A charitable remainder annuity trust ("annuity trust") is a gift plan defined by federal tax law that allows you to provide income to yourself or others for life or a term of years while making a generous gift to Salus University or one of its colleges.
As an annuity trust donor, you irrevocably transfer assets, usually cash or securities, to a trustee of your choice (for example a bank trust department). During the trust's term, the trustee invests the trust's assets. Each year, the trustee provides a fixed dollar amount to one or more income beneficiaries named by you. The payments must be at least 5% of the trust's initial value and are made out of trust income, or trust principal if income is not adequate. Payments may be made annually, semiannually, or quarterly.

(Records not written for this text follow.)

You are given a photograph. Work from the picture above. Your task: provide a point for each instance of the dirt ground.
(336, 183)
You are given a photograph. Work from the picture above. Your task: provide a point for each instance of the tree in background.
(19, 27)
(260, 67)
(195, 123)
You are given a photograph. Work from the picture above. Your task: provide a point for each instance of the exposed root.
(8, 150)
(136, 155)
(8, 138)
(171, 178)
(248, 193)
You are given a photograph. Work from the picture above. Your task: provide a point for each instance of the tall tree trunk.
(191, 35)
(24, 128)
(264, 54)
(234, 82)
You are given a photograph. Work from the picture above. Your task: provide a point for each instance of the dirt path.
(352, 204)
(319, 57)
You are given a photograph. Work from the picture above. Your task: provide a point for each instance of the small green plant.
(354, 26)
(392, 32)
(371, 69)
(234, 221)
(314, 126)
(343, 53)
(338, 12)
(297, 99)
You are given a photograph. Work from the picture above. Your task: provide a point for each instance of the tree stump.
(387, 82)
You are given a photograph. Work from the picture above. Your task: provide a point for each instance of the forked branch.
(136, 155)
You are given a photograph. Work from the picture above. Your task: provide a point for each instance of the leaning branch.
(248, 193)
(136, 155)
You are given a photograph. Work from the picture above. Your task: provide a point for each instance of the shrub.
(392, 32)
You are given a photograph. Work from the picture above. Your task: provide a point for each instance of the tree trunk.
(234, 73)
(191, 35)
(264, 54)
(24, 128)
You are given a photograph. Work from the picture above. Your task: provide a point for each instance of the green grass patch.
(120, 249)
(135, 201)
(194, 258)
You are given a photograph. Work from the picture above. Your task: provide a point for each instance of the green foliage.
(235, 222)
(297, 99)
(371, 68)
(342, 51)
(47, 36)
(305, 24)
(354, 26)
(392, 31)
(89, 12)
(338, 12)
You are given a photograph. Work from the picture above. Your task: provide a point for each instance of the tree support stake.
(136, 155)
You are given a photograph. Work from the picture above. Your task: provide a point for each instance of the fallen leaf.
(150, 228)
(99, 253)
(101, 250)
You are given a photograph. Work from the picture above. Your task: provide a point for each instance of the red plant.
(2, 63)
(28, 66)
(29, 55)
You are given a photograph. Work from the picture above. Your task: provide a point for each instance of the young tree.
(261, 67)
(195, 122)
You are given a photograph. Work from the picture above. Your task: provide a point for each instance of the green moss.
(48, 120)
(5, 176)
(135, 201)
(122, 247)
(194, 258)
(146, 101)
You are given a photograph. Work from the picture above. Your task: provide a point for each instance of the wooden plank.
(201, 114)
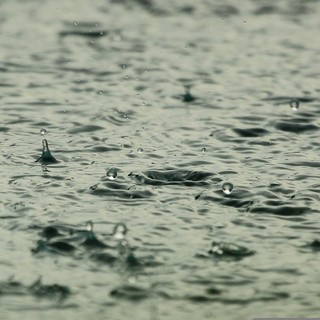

When the annuity trust term ends, the trust's principal passes to the institution to benefit the University or one of its colleges for the purpose you designate.
Example: If you irrevocably transfer $50,000 in cash to an annuity trust that pays 5% of its initial value each year for the lifetime benefit of an individual, age 72.
Your Benefits Include:
- You will qualify for a federal income tax deduction of approximately $27,308. Your deduction may vary modestly depending on the timing of your gift. Note that deductions for this and other gifts of cash and non-appreciated property will be limited to 50% of your adjusted gross income. You may, if necessary, take unused deductions of this kind on tax returns over the next 5 years, subject to the same 50% limitation.
- Your designated income beneficiary will receive fixed payments in quarterly installments totaling $2,500 each year for life.
- Your estate may enjoy reduced probate costs and estate taxes.
- You will provide generous support to Salus University or one of its colleges.
- Your gift will benefit from expert asset management.